Par ailleurs, les critères retenus par le juge pour ouvrir une mesure de protection s'éloignent parfois sensiblement de cette seule appréciation médicale. De plus, comme en témoigne le tableau suivant, les pathologies rencontrées sont souvent mal caractérisées.

Critères pris en compte par le juge pour l'ouverture
des mesures de tutelle et curatelle d'Etat

Altération mentale et/ou physique mal caractérisée

39,5 %

Surendettement, prodigalité

21,1 %

Troubles psychiques

15,8 %

Débilité légère ou profonde

15,8 %

Psychoses maniaco-dépressives

7,9 %

Démence sénile

5,3 %

Autres

7,9 %

Remarque : enquête portant sur un échantillon de deux cents dossiers de tutelle ou curatelle d'Etat.
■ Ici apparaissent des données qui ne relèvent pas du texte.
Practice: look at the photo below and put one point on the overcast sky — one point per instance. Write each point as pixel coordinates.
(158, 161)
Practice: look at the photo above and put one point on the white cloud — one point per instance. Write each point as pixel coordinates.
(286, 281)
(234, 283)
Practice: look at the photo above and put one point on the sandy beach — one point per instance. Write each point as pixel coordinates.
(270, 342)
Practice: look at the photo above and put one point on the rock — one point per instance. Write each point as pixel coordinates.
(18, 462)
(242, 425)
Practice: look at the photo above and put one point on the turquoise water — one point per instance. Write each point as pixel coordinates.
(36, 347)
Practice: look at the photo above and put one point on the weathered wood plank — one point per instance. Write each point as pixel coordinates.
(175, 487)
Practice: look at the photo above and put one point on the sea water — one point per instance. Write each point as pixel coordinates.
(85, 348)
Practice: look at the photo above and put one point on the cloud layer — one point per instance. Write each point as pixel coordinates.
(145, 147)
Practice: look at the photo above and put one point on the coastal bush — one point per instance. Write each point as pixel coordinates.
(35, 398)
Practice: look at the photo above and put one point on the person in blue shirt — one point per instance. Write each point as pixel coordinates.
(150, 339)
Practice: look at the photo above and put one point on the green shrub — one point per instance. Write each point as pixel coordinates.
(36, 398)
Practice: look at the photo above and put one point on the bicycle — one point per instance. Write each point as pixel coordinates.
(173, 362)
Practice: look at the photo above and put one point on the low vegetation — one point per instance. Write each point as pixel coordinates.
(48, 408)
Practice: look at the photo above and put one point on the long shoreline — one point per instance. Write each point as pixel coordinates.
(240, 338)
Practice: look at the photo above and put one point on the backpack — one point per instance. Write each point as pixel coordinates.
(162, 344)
Le total dépasse 100 % dans la mesure où un cumul de qualification est possible.

Source : rapport sur le fonctionnement du dispositif de protection des majeurs établi par l'inspection générale des finances, l'inspection des services judiciaires et l'inspection générale des affaires sociales, juillet 1998

Il convient notamment de souligner la forte proportion de mesures pour lesquelles la prodigalité, voire le simple surendettement, sont à l'origine de la demande : d'après cette enquête, une mesure sur cinq serait motivée, à titre principal ou subsidiaire, par ce critère.
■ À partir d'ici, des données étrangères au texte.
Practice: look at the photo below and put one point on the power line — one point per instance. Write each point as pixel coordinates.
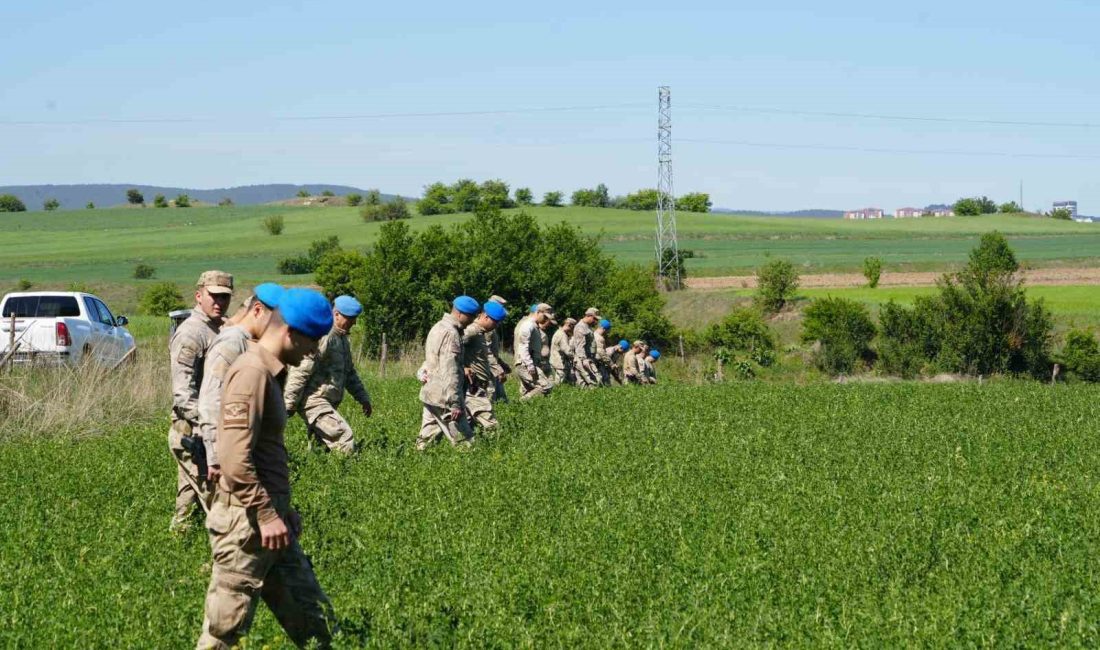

? La priorité familiale dans la dévolution des mesures a été battue en brèche : les tutelles confiées à des mandataires professionnels atteignent aujourd'hui plus de 41 % des mesures ouvertes par les juges des tutelles.

Plusieurs motifs peuvent conduire le juge à écarter la famille, même lorsqu'elle existe : celle-ci peut être introuvable, rares étant les juges qui ordonnent des recherches approfondies dans ce but ; l'existence d'un conflit familial peut faire obstacle au bon fonctionnement de la mesure ; le juge peut également estimer que l'influence du milieu familial est nocive ; enfin, la famille elle-même peut refuser d'exercer la mesure.
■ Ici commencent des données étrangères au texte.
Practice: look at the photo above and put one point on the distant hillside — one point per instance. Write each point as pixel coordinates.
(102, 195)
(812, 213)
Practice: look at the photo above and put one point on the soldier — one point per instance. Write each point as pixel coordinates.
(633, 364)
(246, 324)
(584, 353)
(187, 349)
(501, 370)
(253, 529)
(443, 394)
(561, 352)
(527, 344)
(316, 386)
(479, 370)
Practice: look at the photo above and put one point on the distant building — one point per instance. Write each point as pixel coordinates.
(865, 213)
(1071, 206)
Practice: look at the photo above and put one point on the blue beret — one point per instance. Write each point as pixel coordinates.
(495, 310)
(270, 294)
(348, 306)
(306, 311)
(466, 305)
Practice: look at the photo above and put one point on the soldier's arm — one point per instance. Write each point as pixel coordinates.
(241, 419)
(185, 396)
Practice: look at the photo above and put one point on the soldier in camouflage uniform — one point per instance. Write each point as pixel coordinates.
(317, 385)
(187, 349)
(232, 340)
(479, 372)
S'agissant tout particulièrement des malades psychiques, il convient en outre de souligner la grande fréquence des certificats médicaux déconseillant l'exercice de la tutelle ou de la curatelle par la famille, pour des raisons liées à l'efficacité du traitement.

Il reste que, d'après le rapport des trois inspections de 1998, dans 45 % des cas, le juge ne motive pas les raisons qui le poussent à constater la vacance de la tutelle et donc à attribuer la mesure à un tiers.

? Enfin, le non-respect de la gradation des mesures conduit à des mesures mal adaptées aux besoins : cette situation s'explique particulièrement par le fait qu'aujourd'hui, rien n'oblige les juges des tutelles à réviser régulièrement les mesures qu'ils prennent. Plus les mesures sont anciennes, plus elles risquent d'être inadaptées. C'est notamment le cas pour les mesures concernant les jeunes adultes handicapés, dont la situation est susceptible de beaucoup d'évolutions. Le manque d'adaptation des mesures est sans doute l'une des raisons pour lesquelles la protection est mal vécue par les intéressés qui la ressentent comme abusive.

* 1 Rapport définitif du groupe de travail interministériel sur le dispositif de protection des majeurs présidé par Jean Favard, remis au ministre de l'emploi et de la solidarité, au ministre de la justice et au ministre de l'économie et des finances, avril 2000.